Lawyers for Myanmar’s detained opposition leader Aung San Suu Kyi were set to argue an appeal against her extended house arrest sentence at the country’s supreme court yesterday.
The 64-year-old democracy icon was ordered to spend another 18 months in detention in August after being convicted over an incident in which a US man swam to her house. A lower court rejected an initial appeal in October.
“We all four lawyers will go to the supreme court and give our arguments,” said Nyan Win, one of Aung San Suu Kyi’s legal team and a spokesman for her National League for Democracy (NLD).
“We will argue that Daw Suu is not guilty according to the law,” he said.
Daw is a term of respect in Myanmar.
The hearing at the Yangon court was expected to begin at 10am local time and last around an hour. Observers said there would be no verdict yesterday and Aung San Suu Kyi was not expected to attend the hearing.
Myanmar’s military rulers have kept Aung San Suu Kyi in detention for 14 of the last 20 years, since they refused to recognize the NLD’s landslide victory in the country’s last democratic elections in 1990.
The extension of her detention after a prison trial sparked international outrage as it effectively keeps her off the stage for elections promised by the regime some time next year.

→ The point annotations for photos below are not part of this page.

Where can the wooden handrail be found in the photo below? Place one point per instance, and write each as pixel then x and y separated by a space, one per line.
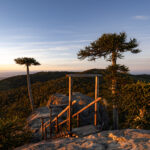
pixel 46 124
pixel 83 75
pixel 77 113
pixel 95 101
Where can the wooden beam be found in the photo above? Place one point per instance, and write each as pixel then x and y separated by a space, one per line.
pixel 87 106
pixel 83 75
pixel 70 105
pixel 96 96
pixel 59 115
pixel 77 113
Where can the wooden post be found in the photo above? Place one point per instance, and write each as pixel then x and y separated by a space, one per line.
pixel 57 124
pixel 42 123
pixel 50 126
pixel 96 96
pixel 45 133
pixel 78 120
pixel 70 105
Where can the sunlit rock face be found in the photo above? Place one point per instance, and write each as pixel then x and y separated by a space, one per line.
pixel 58 103
pixel 106 140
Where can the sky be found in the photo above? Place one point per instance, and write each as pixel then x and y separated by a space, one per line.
pixel 53 32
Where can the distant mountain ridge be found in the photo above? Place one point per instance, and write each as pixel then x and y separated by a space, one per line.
pixel 20 80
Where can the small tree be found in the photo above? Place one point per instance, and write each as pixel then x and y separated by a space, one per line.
pixel 111 47
pixel 28 62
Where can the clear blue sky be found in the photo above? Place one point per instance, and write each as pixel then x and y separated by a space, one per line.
pixel 53 31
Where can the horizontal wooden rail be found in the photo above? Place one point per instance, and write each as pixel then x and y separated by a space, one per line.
pixel 83 75
pixel 64 121
pixel 46 124
pixel 95 101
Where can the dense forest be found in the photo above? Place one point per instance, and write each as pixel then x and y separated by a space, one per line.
pixel 133 99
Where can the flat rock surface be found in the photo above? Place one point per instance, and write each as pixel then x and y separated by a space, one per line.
pixel 125 139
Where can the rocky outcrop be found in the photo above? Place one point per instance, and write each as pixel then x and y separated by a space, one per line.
pixel 86 117
pixel 126 139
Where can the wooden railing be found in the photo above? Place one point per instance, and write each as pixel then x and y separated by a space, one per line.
pixel 49 123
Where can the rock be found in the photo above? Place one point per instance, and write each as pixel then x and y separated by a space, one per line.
pixel 125 139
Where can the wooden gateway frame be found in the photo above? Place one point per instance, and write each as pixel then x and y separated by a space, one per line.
pixel 70 96
pixel 68 109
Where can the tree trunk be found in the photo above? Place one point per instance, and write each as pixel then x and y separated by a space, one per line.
pixel 114 82
pixel 29 89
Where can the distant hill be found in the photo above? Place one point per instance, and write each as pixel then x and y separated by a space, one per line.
pixel 1 78
pixel 20 80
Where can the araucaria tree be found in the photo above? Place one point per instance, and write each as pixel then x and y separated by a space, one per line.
pixel 28 62
pixel 111 47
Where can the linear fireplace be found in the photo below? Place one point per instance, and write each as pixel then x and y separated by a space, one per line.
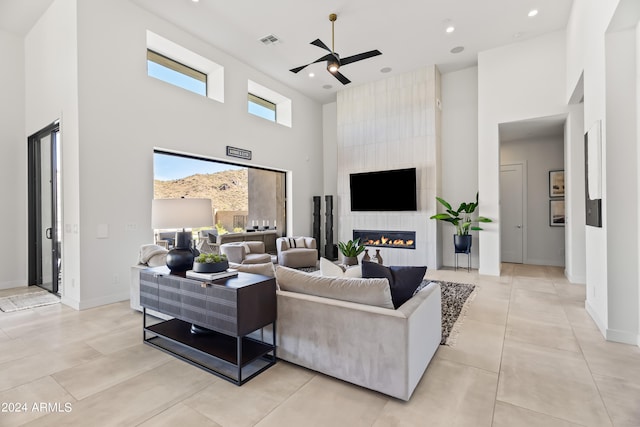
pixel 386 238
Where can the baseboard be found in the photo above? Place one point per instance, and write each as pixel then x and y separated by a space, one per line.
pixel 579 280
pixel 553 263
pixel 594 315
pixel 13 284
pixel 624 337
pixel 97 302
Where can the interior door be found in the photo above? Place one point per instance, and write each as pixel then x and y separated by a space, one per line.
pixel 45 231
pixel 511 213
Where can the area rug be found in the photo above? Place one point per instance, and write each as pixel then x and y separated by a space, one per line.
pixel 28 300
pixel 456 298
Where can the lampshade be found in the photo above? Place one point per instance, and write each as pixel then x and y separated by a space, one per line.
pixel 181 213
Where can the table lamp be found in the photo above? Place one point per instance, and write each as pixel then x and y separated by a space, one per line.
pixel 180 214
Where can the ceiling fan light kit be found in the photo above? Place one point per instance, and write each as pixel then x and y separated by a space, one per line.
pixel 333 59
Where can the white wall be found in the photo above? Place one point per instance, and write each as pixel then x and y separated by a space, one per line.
pixel 575 222
pixel 124 114
pixel 545 244
pixel 392 124
pixel 13 163
pixel 515 82
pixel 622 185
pixel 459 152
pixel 608 59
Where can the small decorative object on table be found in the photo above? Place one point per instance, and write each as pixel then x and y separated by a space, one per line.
pixel 210 263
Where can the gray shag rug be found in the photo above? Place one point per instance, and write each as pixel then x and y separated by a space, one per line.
pixel 27 300
pixel 456 298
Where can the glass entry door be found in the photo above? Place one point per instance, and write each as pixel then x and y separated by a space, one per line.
pixel 45 228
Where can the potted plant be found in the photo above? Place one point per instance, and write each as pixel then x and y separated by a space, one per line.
pixel 350 251
pixel 462 219
pixel 210 263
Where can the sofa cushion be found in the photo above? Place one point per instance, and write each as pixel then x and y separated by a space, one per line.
pixel 403 280
pixel 329 269
pixel 374 292
pixel 266 269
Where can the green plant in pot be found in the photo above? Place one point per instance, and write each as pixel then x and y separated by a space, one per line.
pixel 350 251
pixel 462 218
pixel 210 263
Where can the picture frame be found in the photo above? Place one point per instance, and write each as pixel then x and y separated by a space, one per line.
pixel 556 213
pixel 556 183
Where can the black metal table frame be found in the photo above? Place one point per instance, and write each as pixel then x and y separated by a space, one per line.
pixel 271 359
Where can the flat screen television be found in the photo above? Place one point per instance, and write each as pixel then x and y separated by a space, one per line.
pixel 389 190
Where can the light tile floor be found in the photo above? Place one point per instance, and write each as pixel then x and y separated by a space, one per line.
pixel 527 355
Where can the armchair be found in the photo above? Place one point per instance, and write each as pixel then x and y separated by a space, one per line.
pixel 245 252
pixel 297 252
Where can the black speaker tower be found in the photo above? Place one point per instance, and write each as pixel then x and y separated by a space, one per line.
pixel 330 250
pixel 316 221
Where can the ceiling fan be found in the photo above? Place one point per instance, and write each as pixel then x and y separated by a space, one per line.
pixel 333 59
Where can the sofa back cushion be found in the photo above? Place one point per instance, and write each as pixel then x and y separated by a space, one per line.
pixel 374 292
pixel 329 269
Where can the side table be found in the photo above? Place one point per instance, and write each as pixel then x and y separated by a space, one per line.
pixel 234 310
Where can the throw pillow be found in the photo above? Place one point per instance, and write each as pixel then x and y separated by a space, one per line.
pixel 374 292
pixel 402 280
pixel 405 282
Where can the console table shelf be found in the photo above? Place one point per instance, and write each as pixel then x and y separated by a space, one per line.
pixel 228 349
pixel 215 344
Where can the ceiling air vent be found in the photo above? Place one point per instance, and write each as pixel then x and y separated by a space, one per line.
pixel 269 40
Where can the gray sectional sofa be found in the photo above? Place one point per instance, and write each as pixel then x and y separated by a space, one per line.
pixel 373 346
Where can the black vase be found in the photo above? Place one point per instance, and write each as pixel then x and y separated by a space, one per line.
pixel 180 260
pixel 462 243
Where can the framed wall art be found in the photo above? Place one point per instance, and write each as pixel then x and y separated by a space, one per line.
pixel 556 183
pixel 556 213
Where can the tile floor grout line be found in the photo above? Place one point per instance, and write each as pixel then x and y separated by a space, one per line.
pixel 504 338
pixel 586 362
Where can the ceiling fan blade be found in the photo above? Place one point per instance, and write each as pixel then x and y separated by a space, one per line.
pixel 360 57
pixel 318 42
pixel 343 79
pixel 302 67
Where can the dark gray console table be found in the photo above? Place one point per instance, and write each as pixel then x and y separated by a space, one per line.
pixel 234 310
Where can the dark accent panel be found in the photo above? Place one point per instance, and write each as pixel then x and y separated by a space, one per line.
pixel 329 252
pixel 593 208
pixel 316 221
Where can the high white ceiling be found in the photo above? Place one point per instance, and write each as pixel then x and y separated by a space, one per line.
pixel 409 33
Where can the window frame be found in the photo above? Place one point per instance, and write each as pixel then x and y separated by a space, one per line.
pixel 178 67
pixel 263 103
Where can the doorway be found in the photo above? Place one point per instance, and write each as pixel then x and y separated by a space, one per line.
pixel 45 219
pixel 512 197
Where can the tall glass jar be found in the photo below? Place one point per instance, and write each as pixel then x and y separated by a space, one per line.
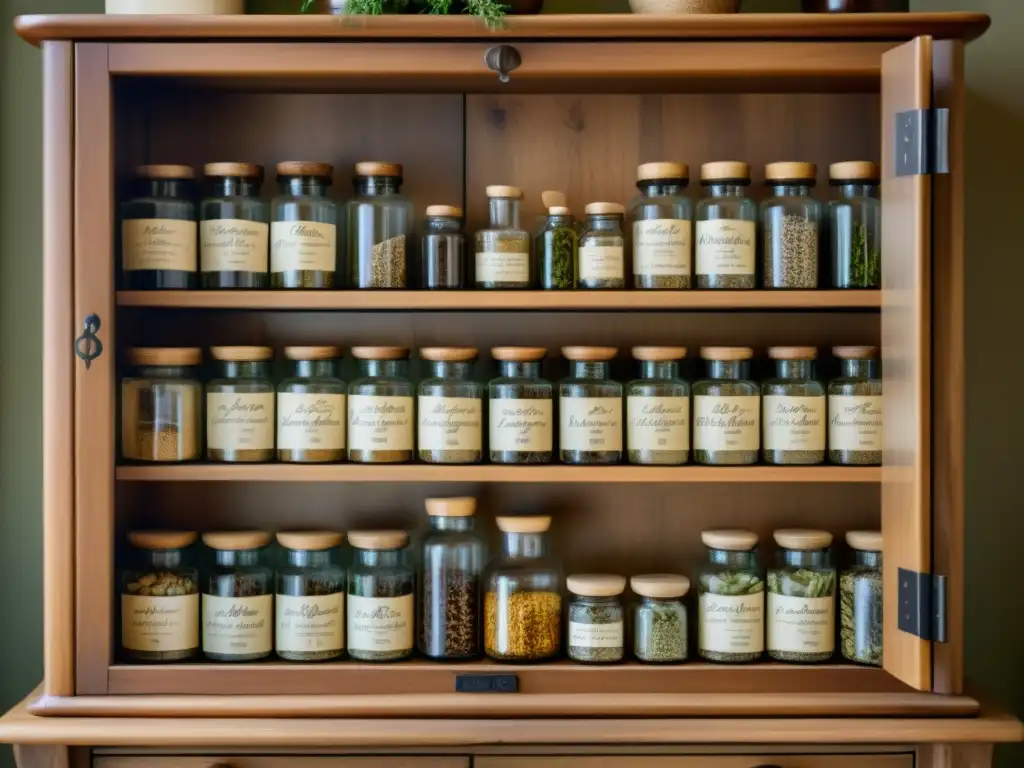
pixel 381 410
pixel 731 615
pixel 802 598
pixel 233 233
pixel 794 409
pixel 454 557
pixel 158 229
pixel 522 606
pixel 521 409
pixel 726 238
pixel 381 602
pixel 310 597
pixel 657 409
pixel 162 406
pixel 663 227
pixel 240 406
pixel 855 409
pixel 726 409
pixel 311 413
pixel 304 227
pixel 160 598
pixel 451 408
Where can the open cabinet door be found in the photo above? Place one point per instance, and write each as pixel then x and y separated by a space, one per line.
pixel 906 255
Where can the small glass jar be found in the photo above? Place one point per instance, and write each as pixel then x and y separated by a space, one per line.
pixel 794 409
pixel 454 557
pixel 726 239
pixel 311 412
pixel 522 606
pixel 162 406
pixel 310 598
pixel 855 409
pixel 521 409
pixel 855 225
pixel 159 233
pixel 451 408
pixel 381 602
pixel 238 597
pixel 381 409
pixel 233 230
pixel 160 598
pixel 663 228
pixel 657 409
pixel 731 615
pixel 590 409
pixel 304 227
pixel 659 625
pixel 240 413
pixel 726 409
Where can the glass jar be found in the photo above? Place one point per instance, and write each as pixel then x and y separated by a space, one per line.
pixel 162 406
pixel 726 243
pixel 726 409
pixel 160 598
pixel 521 409
pixel 380 226
pixel 855 225
pixel 855 409
pixel 158 229
pixel 240 417
pixel 310 598
pixel 238 597
pixel 802 598
pixel 522 606
pixel 304 227
pixel 590 409
pixel 381 586
pixel 657 409
pixel 659 634
pixel 454 557
pixel 311 413
pixel 381 408
pixel 451 408
pixel 503 249
pixel 731 615
pixel 233 230
pixel 794 409
pixel 663 227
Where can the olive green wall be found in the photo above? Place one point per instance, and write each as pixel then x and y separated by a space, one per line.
pixel 995 268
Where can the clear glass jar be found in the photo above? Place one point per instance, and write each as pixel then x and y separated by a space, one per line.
pixel 522 606
pixel 238 597
pixel 521 409
pixel 233 230
pixel 310 597
pixel 381 601
pixel 802 598
pixel 160 598
pixel 454 557
pixel 726 238
pixel 162 406
pixel 726 409
pixel 240 407
pixel 855 225
pixel 159 233
pixel 855 409
pixel 794 409
pixel 657 409
pixel 663 228
pixel 451 408
pixel 311 413
pixel 304 227
pixel 731 615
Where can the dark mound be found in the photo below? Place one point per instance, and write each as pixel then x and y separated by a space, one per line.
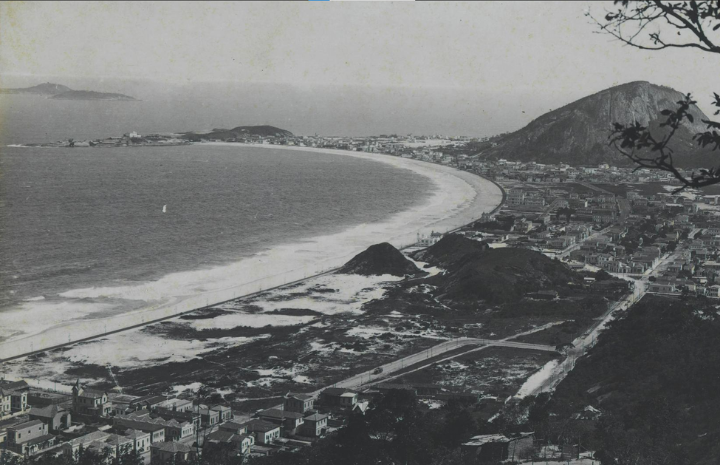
pixel 380 259
pixel 578 133
pixel 240 132
pixel 450 249
pixel 502 275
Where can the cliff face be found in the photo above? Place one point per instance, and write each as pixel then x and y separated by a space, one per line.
pixel 450 249
pixel 502 275
pixel 578 133
pixel 380 259
pixel 239 132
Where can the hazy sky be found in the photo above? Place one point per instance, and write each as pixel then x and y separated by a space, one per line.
pixel 500 48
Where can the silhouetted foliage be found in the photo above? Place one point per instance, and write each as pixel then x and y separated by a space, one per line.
pixel 657 25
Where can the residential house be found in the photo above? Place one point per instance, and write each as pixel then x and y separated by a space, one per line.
pixel 499 447
pixel 171 452
pixel 176 405
pixel 209 417
pixel 243 442
pixel 225 413
pixel 264 432
pixel 234 427
pixel 314 425
pixel 339 397
pixel 90 402
pixel 290 421
pixel 155 430
pixel 179 416
pixel 13 397
pixel 57 418
pixel 141 440
pixel 300 403
pixel 662 288
pixel 29 437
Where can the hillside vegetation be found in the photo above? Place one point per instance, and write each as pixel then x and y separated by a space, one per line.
pixel 578 133
pixel 380 259
pixel 502 275
pixel 655 377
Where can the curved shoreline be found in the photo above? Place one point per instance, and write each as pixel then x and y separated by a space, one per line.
pixel 486 197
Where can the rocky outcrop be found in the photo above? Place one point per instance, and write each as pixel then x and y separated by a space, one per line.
pixel 578 133
pixel 380 259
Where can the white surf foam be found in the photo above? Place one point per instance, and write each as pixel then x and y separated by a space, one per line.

But in recent months the US, followed by the EU, has shifted towards a policy of greater engagement with Myanmar — which has been under military rule since 1962 — as sanction have failed to bear fruit.
Aung San Suu Kyi has also changed tack after years of favouring harsh measures, writing twice to junta chief Than Shwe since September offering her cooperation in getting Western sanctions lifted.
She has since met three times with the government liaison officer and last week she was granted a meeting with three elderly senior NLD members, at which she asked for their approval to reorganize the party leadership committee.
In November the regime allowed her to make a rare appearance in front of the media after holding talks with US Assistant Secretary of State Kurt Campbell, the highest level official from Washington to visit Myanmar for 14 years.
A visit by US Senator Jim Webb in August secured the release of John Yettaw, the US man who swam across a lake to Aung San Suu Kyi’s mansion in May and sparked the case that led to her detention being prolonged.